Two additional take-aways are:
- Ground loops may arise when shielded Ethernet cable is involved, not unshielded
- Ground loops do not require the use of outdoor Ethernet runs. You can have ground loops that form with indoor installations as well!
How and why does this happen?
Electricity is your friend, but it can also harm you. For reasons that only an electrical engineer can explain fully, having multiple points of ground can cause ground potential differences in your cable system. Those ground potential differences are then literally looped back as common mode voltage, and get injected across your Ethernet cable. It’s not the voltage you want--we are not talking about PoE in this case.
Please do not confuse multiple points of bond with multiple grounds. Multiple bond points to the same AC ground system are desirable and add to your shielded cable effectiveness. Where you run into trouble is when you bond to multiple places that are not all equalized (such as two completely different AC systems, for example).
The concept of bonding vs grounding (earthing) is a confusing one for many people. Please read Residential Bonding and Grounding of Shielded Ethernet Cable Systems for a more in-depth explanation than the one provided here. If you are a commercial installer, or just curious, please take a look at Commercial Bonding and Grounding of Ethernet Cable Systems for a more advanced take on bonding and grounding.
What is the solution?
Never run shielded cable? No. That is not the solution. In the blog linked above, there are scenarios when you must use shielded cable. The primary one, and one that I consider inviolate, is when you are running Ethernet cable outside in open air scenarios. Air movement causes electrostatic discharge (ESD) build-up on your cable, especially in the dry seasons. This ESD needs a way to drain off, and this would be via the cable shield/drain wire and your ground. I learned the hard way on this one. The cost? A dead $200 Ubiquiti outdoor Wi-Fi AP.
An exception to this is when you use outdoor grade Ethernet CMX cable attached to the side of your structure. For example, security cameras attached to the side of your house are an installation that does not strictly require shielded Ethernet cable.
The solution is to be aware this situation can occur and mitigate it before you have trouble. Here are two infographics showing common scenarios and how to wire stuff up:Scenario #1. You are running shielded Ethernet cable between two buildings with multiple subpanels or AC mains involved. This is how you avoid a ground loop!
Take note in the above scenario, Building A. The patch panel should be a shielded patch panel if one is used. If the shielded patch panel has an auxiliary ground wire attachment (most do) then either do NOT hook it up or hook it up to your building’s AC ground wire. Do not separately ground that auxiliary wire to another ground (like a ground rod).

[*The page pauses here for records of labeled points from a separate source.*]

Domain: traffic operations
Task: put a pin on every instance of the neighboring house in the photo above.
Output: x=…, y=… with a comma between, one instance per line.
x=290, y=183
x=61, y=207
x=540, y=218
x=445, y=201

You will only create another ground loop. More information about grounding of shielded cable can be found in our blog article, “Residential Bonding and Grounding of Shielded Ethernet Cable Systems.”
Scenario #2. You are running shielded Ethernet cable to a PoE device outside, like a Wi-Fi Access Point (AP), that is grounded where it is installed. This scenario would also apply to a run directly to a device in another building that is separately grounded. In either case, grounding of the shield at the remote site cannot be avoided.
In the above scenario, absolutely none of the outdoor shielded Ethernet cable is grounded inside the source structure. It is bonded to the ground provided at the remote structure. Using unshielded patch cables in the source structure will make sure that a ground loop is avoided.
So, there you have it. This is how to avoid ground loops in two common scenarios. Of course there are more scenarios than the two I described above. When planning your network, judicious use of shielded Ethernet cable will serve you well. Be sure to use shielded where needed, and unshielded where needed. Both types of Ethernet cable have their place. Happy Networking!